Lantas Nyimbe menarik tubuh saya yang jauh lebih pendek ke dalam pelukannya. Bahu Nyimbe yang lebar, dan kekar lengannya nyaris membuat seluruh diri saya hilang dalam pelukan itu.
“Sudah dua puluh tahun, Ronda. Jauh sekali tanah rantau,” ucap Nyimbe dalam bahasa Nimbua.
Saya menimpalinya, “Salamku belum kamu jawab.” Saya tertawa kecil, dan masih berada dalam rangkulannya yang seolah ingin menyatu selamanya.
“Selamat pagi, Sodara. Apa kabarmu?” katanya sembari melepas pelukannya, lantas menepuk-nepuk kedua bahu saya dengan dua tangannya yang besar dan gelap dibakar matahari Tanah Nimbua.
Tatapan saya merayapi wajahnya yang keras. Tonjolan tulang pipi dan rahangnya, semakin kuat dari dua puluh tahun lalu. Batang hidungnya laksana pedang yang terhunus dari warangka. Rambutnya yang keriting liar kemerahan itu mekar bebas, masih sama seperti ketika kami remaja.
“Kamu kelihatan sejahtera sekali. Kulitmu bersih, bajumu harum, perutmu juga sudah bulat.” Ia terkekeh, sambil menepuk-nepuk ringan perut saya.
Saya tersenyum kecil.
Selepas tawanya, Nyimbe menyambung lagi, “Memang nasibmu bagus. Kamu jadi anak angkat Bapak Guru dan bisa sekolah tinggi.

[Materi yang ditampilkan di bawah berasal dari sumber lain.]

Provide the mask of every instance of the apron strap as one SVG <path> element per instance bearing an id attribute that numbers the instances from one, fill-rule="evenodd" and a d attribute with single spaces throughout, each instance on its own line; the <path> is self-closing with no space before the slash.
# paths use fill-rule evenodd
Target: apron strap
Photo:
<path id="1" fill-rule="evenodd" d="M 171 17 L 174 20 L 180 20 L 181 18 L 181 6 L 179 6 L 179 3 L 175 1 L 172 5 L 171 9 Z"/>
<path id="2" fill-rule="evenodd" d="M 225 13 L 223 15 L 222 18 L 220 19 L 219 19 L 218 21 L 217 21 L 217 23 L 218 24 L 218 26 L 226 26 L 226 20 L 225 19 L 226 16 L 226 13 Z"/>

Oh, bukan begitu?” Ia menggeleng lalu melanjutkan, “itu karena kamu anak pandai. Bapak Guru tidak salah mengirim kamu sekolah jauh-jauh. Kalau dia masih hidup, sudah pasti bangga sekali sama kamu sekarang.”

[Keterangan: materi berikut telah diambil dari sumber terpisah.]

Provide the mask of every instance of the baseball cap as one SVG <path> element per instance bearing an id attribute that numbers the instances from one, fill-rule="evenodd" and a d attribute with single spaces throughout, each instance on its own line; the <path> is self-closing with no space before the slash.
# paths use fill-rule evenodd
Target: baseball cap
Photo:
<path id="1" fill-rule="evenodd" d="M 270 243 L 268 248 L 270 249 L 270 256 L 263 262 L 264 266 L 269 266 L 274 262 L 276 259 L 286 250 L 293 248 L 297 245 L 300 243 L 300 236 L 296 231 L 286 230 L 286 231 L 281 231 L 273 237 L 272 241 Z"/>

Bapak Guru. Semua orang Nimbua memanggilnya begitu. Ia orang asing yang datang ke tempat kami untuk mengajarkan baca tulis. Bukan hanya itu, Bapak Guru juga menyebut dirinya anak Nimbua dan hidup seperti tata cara orang-orang Nimbua. Sudah lama sekali saya tidak bertemu dengannya, sejak ia menitipkan saya kepada salah seorang kenalannya di kota yang jauh.
Saya dan Nyimbe duduk melanjutkan cakap-cakap di teras rumah, di kursi rotan. Saya tahu kursi itu buatan Nyimbe sendiri. Ia memang menekuni pekerjaan tersebut sudah sejak remaja. Tampaknya ia memperhatikan mata saya yang terpesona dengan kursi rotan itu.
“Barangkali, itu jadi kursi rotan terakhir yang kubuat.” Ucapannya berubah lesu dan berat.
Saya tahu maksud Nyimbe. Tanah adat Nimbua sedang dalam masalah. Hutan To’u yang hijau karena gaharu, eboni, ulin, damar, dan rotan yang merambat liar itu sedang terancam. Termasuk rusa dan macam-macam burung yang juga berumah di sana.
“Kamu pulang untuk berjuang dengan kami, kan?” Mata Nyimbe bersinar, mencari kepastian di mata saya.
Kami bersipandang, tetapi saya tidak sanggup berlama-lama dengan matanya. Saya membuang pandangan pada hamparan kacang tanah dan jahe merah di pekarangan rumahnya yang luas, dan juga di bawah pagar kayu, kepada pohon nanas yang mekar berjejer-jejer, tampak ada buahnya yang sudah menguning.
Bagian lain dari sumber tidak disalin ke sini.